Florida Atlantic University's first student-run news source.


Florida Atlantic University's first student-run news source.


Florida Atlantic University's first student-run news source.


Experiences in the Big City

I’ve never been to New York, but I think that if I live in south Florida any longer, I may never need to visit. It seems to me that the people of Fort Lauderdale, and it’s other trendy sister cities, are adapting many of the same qualities that make the city of New York unattractive and unbearable.

Everybody has heard the horror stories told about New York, and of the people who live there. The traffic there is horrendous, so bad in fact, most people don’t even own a car. And the infamous attitudes of many “New Yorkers” don’t do anything to help the city’s image, New Yorkers are known worldwide to be quite pushy and impatient. A close friend’s parent, who hailed from New York, told me once “the people there would rather step over top of someone, than wait five seconds for them to stand back up.” I can’t imagine living in a city where things such as these were what I saw and heard everyday, but then I look around at South Florida and realize that I already do.

I may still be young, and have a whole lot of growing up to do, but I have never found anything wrong with the “do unto others” philosophy that my mother drilled into my head as a kid.
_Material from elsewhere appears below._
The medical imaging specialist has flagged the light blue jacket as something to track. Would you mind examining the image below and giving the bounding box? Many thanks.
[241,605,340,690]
For me, it always worked just like magic; a friendly smile to someone on the street always got me a friendly smile in return. So, it was quite a shock for me the first time I held open a door for someone here in Fort Lauderdale, and this older man in his business suit walked right through – without so much as a smile or “thank you” nod.

Maybe it was my fault. Maybe I just wasn’t prepared for the “culture shock” of moving to South Florida. Understand, after living most of my life in Port Charlotte, I was excited at the thought of going away to college in a “big” city like Tallahassee. Maybe it was the fact that I could still order sweet tea in a restaurant, or it could have been the friendly faces on people I’d never met, but Tallahassee didn’t seem much bigger than Port Charlotte to me. So, when the chance opened up for me to transfer to FAU and move to Fort Lauderdale, I wasn’t all that nervous about how I’d fit in here in South Florida.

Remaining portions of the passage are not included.